Debrief Writing Prompt
Write on board:
"Which deception technique was hardest for you to spot, and why? What question would a Data Detective ask to catch it?"
6 min writing. Students should name a specific technique and propose a specific "detective question" that exposes it.
Strong response: "Simpson's Paradox was hardest because the combined number looked real. A detective question would be: 'Are these groups the same size? What happens when you look at each group separately?'"
ND-Friendly Tips
  • Simple examples first — Use school performance or sports stats before complex medical/political examples. Familiar contexts reduce cognitive load.
  • Validate the confusion — Say explicitly: "Simpson's Paradox confuses trained statisticians. If it's hard for you, that's because it IS hard." This prevents shutdown.
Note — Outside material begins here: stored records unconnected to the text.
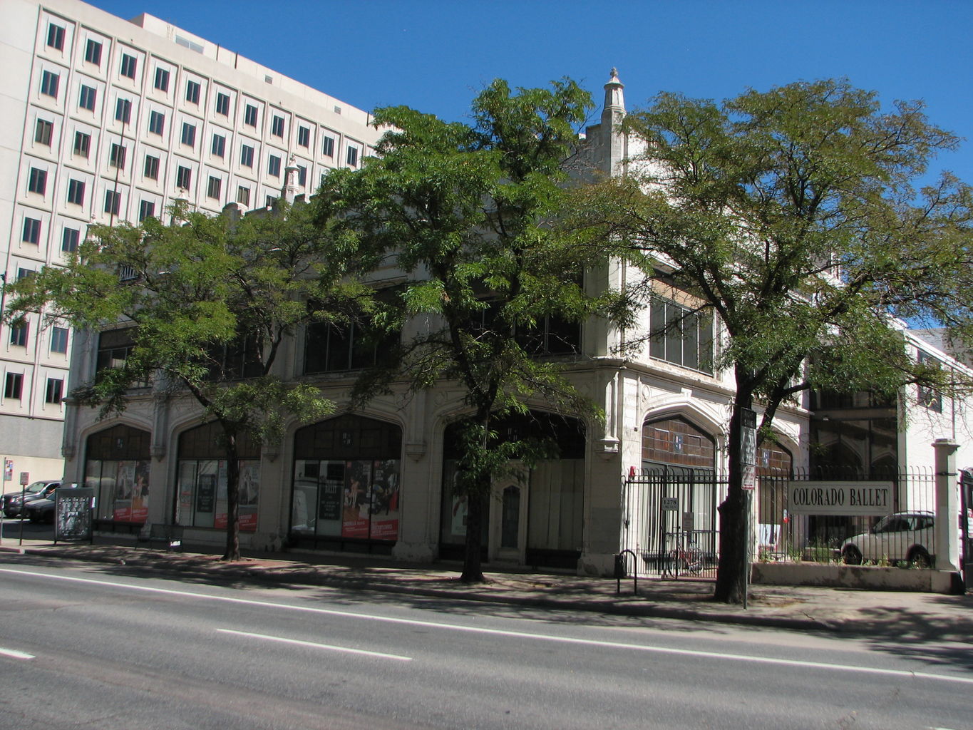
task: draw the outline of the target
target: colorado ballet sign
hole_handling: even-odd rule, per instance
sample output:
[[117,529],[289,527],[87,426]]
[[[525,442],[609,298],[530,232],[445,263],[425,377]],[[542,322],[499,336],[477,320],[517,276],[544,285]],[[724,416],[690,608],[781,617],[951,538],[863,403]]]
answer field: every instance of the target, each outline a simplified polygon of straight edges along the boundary
[[886,515],[891,482],[788,482],[788,511],[796,515]]

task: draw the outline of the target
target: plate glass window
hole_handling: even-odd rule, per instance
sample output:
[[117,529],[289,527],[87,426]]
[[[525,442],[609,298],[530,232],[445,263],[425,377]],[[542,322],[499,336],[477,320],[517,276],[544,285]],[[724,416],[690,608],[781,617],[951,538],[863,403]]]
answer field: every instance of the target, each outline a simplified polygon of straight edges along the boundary
[[67,201],[73,202],[75,205],[85,204],[85,181],[84,180],[68,180],[67,181]]
[[44,195],[47,189],[48,171],[39,169],[38,167],[31,167],[30,174],[27,177],[27,192]]
[[138,220],[141,223],[146,218],[151,218],[156,214],[156,203],[152,201],[142,201],[138,203]]
[[82,109],[88,109],[90,112],[94,111],[94,100],[97,96],[97,91],[91,87],[87,87],[84,84],[81,85],[81,95],[78,98],[78,106]]
[[114,190],[105,191],[105,212],[118,215],[122,208],[122,194]]
[[74,154],[83,158],[88,158],[88,151],[91,146],[91,135],[83,131],[74,133]]
[[[65,228],[61,234],[61,251],[64,253],[74,253],[78,250],[78,240],[81,238],[81,232],[76,228]],[[56,329],[56,327],[54,328]]]
[[159,179],[159,158],[152,155],[145,156],[145,167],[142,174],[149,180]]
[[67,327],[51,328],[51,351],[67,352]]
[[199,84],[198,82],[186,82],[186,100],[191,104],[199,103]]
[[58,51],[64,50],[64,28],[54,23],[48,23],[48,46]]
[[131,101],[119,99],[115,102],[115,119],[124,125],[131,121]]
[[160,91],[169,91],[169,72],[164,68],[156,68],[156,80],[153,86]]
[[162,112],[149,113],[149,131],[162,136],[162,129],[165,128],[165,115]]
[[112,167],[125,169],[126,149],[120,144],[112,143],[112,151],[108,156],[108,164]]
[[223,180],[218,177],[209,176],[209,180],[206,183],[206,197],[220,199],[220,190],[223,187]]
[[3,397],[19,400],[22,389],[23,375],[20,373],[7,373],[7,379],[3,386]]
[[54,135],[54,122],[48,122],[46,119],[37,120],[37,125],[34,128],[34,141],[38,144],[51,146],[51,137]]
[[64,391],[64,381],[59,378],[48,378],[47,392],[44,394],[45,403],[60,404]]
[[45,71],[41,74],[41,93],[46,96],[57,98],[57,83],[60,77],[53,71]]
[[41,222],[36,218],[23,219],[23,234],[20,240],[24,243],[33,243],[35,246],[41,242]]
[[129,55],[128,54],[122,54],[122,70],[121,73],[127,79],[135,78],[135,68],[137,61],[134,55]]
[[93,63],[95,66],[101,65],[101,44],[90,38],[85,45],[85,60]]

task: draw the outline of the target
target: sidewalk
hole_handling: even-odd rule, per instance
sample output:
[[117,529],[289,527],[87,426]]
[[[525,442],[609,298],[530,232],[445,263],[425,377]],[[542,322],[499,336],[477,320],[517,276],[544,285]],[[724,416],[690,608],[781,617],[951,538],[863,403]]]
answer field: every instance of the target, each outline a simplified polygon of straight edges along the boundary
[[374,556],[301,553],[255,554],[237,563],[222,563],[218,555],[166,553],[103,544],[105,538],[98,539],[94,545],[25,539],[19,547],[7,538],[0,545],[0,559],[9,562],[10,554],[25,554],[100,563],[111,566],[113,572],[162,572],[193,580],[324,586],[548,610],[838,632],[910,643],[931,639],[973,643],[971,595],[756,585],[751,586],[744,609],[714,602],[712,582],[701,580],[640,578],[637,595],[631,578],[622,581],[621,594],[616,593],[615,580],[546,573],[487,572],[487,583],[466,585],[459,582],[455,565],[415,566]]

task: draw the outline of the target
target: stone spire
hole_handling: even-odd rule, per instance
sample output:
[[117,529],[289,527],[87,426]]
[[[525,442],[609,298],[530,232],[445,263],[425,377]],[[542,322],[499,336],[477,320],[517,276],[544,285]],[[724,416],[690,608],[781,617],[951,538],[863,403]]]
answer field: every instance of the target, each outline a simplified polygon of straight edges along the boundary
[[611,78],[605,84],[605,105],[601,111],[601,124],[617,125],[625,119],[625,84],[618,80],[618,69],[611,70]]

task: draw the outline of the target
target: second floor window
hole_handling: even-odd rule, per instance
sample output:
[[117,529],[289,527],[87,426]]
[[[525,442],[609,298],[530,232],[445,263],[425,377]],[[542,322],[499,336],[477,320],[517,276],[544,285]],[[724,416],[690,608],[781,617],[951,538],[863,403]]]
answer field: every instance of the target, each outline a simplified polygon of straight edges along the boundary
[[650,307],[649,354],[712,374],[712,316],[661,297],[654,297]]

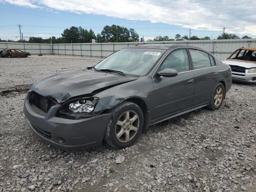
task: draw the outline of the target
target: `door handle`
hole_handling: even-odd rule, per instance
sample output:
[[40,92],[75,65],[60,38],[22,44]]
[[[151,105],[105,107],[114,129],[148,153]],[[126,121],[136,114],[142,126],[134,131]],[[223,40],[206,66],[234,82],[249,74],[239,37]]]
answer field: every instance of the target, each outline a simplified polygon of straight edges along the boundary
[[192,85],[194,84],[194,79],[190,79],[189,81],[188,82],[188,85]]

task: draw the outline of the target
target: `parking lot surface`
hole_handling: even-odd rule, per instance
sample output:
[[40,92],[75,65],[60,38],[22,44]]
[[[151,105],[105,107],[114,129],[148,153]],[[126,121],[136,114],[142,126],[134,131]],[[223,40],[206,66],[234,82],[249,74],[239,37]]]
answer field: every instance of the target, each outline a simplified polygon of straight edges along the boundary
[[122,150],[65,151],[38,138],[22,112],[32,84],[99,61],[0,58],[0,192],[256,191],[256,85],[234,83],[218,110],[152,126]]

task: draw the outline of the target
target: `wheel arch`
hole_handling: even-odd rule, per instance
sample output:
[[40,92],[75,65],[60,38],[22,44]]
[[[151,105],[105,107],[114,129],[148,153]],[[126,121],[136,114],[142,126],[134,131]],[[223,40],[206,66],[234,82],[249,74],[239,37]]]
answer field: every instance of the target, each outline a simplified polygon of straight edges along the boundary
[[220,82],[219,82],[219,83],[220,83],[222,84],[223,85],[223,86],[224,86],[224,88],[225,88],[225,95],[224,96],[224,98],[225,98],[226,97],[226,83],[224,81],[223,81],[223,80],[220,81]]
[[143,113],[144,122],[143,122],[143,131],[145,132],[148,130],[149,124],[149,111],[148,110],[148,108],[146,103],[146,102],[141,98],[139,97],[130,97],[128,98],[123,101],[129,101],[132,102],[137,104],[141,109],[141,110]]

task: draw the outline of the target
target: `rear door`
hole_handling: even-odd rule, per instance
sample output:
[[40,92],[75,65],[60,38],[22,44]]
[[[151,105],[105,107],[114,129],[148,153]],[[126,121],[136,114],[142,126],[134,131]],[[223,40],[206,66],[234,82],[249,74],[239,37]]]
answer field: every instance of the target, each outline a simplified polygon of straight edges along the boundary
[[17,56],[17,52],[14,49],[10,49],[9,50],[10,55],[12,57],[16,57]]
[[18,49],[16,49],[15,51],[17,52],[17,56],[19,55],[20,57],[23,57],[25,56],[25,53],[23,51],[19,50]]
[[212,97],[218,80],[214,58],[206,52],[189,49],[194,76],[194,91],[192,106],[206,104]]
[[187,50],[175,50],[166,56],[157,72],[166,68],[178,72],[176,77],[155,76],[153,118],[157,119],[191,106],[194,92],[194,73]]

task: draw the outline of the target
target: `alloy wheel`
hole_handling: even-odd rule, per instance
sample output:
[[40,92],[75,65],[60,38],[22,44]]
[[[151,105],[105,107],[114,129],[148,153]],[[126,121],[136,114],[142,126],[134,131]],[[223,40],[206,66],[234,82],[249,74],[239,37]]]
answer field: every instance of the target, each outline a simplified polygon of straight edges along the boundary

  • Frame as empowerment — "You now know this trick exists. Most adults don't. That makes you a better thinker." Not: "Data is always trying to deceive you."
  • Case study cards — Physical cards give students something to hold, annotate, and refer back to. Better than a projected slide for extended work time.
  • Allow pair work throughout — The detective activity is designed for groups. Don't require solo work during the case analysis phase.